In Cooper Tire & Rubber Co., the employer and the union reached impasse during collective bargaining, and the employer locked out the employees and hired replacement workers. No. 08–CA–087155 (June 5, 2015). In response, the union employees picketed outside of the workplace. When vans of replacement workers arrived, the union employees made obscene gestures and shouted multiple racist and profane statements at the replacement workers. These statements included, but were not limited to, the following:
- “Hey, did you bring enough KFC for everyone?”
- “Go back to Africa, you bunch of f***ing losers.”
- “Hey, anybody smell that? I smell fried chicken and watermelon.”
Consistent with the employer’s policies against racial harassment, the employer discharged the employee who made these statements. The employee then filed an unfair labor practice charge with the NLRB.
Because the comments were made during picketing related to a labor dispute, the ALJ concluded that the comments were protected concerted activity under the NLRA. The ALJ then considered whether the comments were so egregious as to lose their protection under the NLRA. The ALJ decided that because the statements did not tend to coerce or intimidate other employees in the exercise of their rights under the NLRA and did not raise a reasonable likelihood of imminent physical confrontation, the statements were not so egregious as to lose their protection.

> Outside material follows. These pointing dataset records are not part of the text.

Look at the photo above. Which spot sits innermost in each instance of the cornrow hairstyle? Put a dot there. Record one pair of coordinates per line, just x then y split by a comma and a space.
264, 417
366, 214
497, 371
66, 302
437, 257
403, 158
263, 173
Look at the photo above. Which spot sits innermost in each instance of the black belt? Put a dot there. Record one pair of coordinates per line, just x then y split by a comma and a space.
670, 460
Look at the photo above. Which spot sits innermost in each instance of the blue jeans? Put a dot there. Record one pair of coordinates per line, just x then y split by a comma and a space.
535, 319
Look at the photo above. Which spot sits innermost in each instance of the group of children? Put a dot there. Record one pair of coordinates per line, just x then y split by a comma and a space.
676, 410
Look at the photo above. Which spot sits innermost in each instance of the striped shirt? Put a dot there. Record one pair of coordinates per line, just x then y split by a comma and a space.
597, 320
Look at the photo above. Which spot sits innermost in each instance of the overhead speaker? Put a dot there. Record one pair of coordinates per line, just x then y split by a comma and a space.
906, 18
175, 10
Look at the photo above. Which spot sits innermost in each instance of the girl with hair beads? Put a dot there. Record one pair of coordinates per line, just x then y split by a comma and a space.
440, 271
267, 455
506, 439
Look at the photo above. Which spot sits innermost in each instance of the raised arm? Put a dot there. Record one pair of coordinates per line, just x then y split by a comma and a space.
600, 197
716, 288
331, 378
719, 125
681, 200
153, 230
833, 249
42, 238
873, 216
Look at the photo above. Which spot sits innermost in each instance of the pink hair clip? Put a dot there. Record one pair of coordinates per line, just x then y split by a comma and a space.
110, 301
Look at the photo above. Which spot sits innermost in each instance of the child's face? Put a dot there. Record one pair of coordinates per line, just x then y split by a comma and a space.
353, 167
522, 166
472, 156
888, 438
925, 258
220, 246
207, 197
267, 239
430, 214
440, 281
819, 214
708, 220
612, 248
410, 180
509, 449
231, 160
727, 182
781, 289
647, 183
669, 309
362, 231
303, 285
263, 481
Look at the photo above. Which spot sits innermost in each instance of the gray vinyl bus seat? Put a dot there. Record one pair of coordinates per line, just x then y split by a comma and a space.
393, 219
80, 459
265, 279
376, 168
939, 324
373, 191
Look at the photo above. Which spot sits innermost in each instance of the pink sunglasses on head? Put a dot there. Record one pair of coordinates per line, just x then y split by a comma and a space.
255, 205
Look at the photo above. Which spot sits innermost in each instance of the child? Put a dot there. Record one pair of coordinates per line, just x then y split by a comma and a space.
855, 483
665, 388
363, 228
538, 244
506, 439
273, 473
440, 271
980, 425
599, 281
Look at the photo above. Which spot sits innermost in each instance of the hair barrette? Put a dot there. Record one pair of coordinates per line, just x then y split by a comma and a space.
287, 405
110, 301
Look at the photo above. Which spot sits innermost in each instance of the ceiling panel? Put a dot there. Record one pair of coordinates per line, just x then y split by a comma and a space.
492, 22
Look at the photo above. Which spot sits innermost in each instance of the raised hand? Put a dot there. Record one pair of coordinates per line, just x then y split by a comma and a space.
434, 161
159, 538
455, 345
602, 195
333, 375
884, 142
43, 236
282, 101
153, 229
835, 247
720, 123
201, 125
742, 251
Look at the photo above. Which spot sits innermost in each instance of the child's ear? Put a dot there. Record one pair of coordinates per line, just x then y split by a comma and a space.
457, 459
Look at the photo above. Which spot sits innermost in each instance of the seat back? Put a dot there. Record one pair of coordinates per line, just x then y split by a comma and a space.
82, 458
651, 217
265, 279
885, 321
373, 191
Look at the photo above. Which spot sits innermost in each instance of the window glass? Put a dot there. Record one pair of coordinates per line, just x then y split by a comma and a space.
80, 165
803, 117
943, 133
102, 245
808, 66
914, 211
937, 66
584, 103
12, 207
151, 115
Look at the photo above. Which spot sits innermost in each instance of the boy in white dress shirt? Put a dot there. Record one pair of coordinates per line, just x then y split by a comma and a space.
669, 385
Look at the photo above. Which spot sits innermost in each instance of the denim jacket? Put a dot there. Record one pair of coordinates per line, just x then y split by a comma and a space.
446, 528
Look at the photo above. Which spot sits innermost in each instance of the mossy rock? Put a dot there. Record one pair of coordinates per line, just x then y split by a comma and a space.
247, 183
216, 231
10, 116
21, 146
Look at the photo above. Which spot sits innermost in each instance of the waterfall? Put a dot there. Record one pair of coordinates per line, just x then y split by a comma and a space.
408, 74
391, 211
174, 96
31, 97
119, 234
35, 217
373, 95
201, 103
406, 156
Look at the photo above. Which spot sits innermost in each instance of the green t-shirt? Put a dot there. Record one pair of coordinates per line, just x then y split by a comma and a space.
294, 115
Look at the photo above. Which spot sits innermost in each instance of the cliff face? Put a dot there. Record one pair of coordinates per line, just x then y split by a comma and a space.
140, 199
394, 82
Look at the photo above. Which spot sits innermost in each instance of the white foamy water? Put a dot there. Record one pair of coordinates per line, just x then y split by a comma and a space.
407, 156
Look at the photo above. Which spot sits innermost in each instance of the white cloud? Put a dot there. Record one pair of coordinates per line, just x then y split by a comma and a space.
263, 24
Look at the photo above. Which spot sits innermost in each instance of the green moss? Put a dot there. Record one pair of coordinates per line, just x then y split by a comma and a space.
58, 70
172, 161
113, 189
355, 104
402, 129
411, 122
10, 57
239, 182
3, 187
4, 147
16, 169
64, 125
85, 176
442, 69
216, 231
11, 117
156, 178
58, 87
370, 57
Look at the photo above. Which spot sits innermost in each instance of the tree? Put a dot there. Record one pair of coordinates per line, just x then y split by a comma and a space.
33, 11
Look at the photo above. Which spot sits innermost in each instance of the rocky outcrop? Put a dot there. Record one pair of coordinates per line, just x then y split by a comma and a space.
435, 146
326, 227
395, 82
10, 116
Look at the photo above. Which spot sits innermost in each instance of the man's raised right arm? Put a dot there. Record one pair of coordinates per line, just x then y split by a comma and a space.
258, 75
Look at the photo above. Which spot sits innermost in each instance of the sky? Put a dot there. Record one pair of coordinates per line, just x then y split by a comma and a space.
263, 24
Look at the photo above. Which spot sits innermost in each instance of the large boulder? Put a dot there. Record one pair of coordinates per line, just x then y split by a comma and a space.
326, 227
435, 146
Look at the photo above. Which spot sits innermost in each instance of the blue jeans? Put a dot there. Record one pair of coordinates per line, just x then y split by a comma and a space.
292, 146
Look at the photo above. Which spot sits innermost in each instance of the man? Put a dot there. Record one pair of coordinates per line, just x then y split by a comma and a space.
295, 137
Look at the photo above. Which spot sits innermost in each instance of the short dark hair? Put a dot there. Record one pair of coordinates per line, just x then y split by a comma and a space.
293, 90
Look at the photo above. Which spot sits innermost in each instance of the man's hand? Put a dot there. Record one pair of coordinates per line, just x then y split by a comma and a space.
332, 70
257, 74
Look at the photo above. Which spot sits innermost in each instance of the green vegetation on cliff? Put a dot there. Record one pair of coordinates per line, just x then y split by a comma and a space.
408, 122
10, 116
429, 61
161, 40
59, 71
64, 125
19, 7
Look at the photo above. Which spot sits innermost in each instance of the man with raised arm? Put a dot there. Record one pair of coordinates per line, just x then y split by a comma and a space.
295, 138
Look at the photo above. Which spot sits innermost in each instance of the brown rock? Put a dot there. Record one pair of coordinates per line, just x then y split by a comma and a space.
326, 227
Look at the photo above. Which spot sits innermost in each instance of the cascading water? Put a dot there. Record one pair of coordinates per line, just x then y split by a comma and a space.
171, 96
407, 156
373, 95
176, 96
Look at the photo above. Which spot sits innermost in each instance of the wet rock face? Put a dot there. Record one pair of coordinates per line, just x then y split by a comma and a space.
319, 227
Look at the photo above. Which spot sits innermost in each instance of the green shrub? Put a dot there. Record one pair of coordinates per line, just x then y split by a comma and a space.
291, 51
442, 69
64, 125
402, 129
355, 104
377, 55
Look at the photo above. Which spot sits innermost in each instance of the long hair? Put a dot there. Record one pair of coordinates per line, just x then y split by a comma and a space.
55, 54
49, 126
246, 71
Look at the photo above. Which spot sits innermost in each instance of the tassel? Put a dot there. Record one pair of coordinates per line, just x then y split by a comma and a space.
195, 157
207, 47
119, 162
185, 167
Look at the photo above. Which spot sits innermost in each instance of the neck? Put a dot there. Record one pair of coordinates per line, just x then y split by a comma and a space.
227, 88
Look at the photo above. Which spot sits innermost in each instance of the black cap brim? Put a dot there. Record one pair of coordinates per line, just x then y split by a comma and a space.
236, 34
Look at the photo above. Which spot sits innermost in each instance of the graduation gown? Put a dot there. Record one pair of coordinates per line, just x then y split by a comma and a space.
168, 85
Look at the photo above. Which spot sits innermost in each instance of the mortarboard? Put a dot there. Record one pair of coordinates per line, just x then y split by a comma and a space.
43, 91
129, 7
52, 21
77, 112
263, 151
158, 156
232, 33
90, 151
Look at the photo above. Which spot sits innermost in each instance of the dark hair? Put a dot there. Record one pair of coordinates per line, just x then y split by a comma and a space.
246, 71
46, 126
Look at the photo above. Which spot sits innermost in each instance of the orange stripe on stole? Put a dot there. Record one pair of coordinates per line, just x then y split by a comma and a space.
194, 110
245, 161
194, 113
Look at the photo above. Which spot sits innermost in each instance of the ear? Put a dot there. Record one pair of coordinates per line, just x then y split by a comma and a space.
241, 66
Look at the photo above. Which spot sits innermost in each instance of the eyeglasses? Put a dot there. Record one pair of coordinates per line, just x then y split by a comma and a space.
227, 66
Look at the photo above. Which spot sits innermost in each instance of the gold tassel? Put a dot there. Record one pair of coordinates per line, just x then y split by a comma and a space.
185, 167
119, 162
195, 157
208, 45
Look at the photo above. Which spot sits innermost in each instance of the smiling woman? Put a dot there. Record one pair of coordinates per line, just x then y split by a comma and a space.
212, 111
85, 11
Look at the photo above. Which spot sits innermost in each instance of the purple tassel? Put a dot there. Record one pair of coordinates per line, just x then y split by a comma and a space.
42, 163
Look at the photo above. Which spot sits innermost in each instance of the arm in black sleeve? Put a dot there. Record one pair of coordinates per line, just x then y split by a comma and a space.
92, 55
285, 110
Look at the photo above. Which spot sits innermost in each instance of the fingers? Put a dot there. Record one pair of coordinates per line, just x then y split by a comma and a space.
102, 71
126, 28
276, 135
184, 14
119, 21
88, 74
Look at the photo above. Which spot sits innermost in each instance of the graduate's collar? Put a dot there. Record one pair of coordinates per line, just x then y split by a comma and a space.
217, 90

The ALJ explained that while the comments were certainly “racist, offensive, and reprehensible, . . . they were not violent in character, and they did not contain any overt or implied threats to replacement workers or their property.” In addition, the comments were “unaccompanied by any threatening behavior or physical acts of intimidation.”
The ALJ also explained that picket-line activity is judged by a different, more lenient standard than activity in the workplace. Because the ALJ determined that the conduct was protected by the NLRA, it ordered the employer to reinstate the employee and pay him back-pay.
Takeaway: Although potentially subject to appeal, the Cooper Tire & Rubber Co. case is another in a series of cases (like this one) in which either an ALJ or the NLRB has found that reprehensible employee conduct is protected by the NLRA.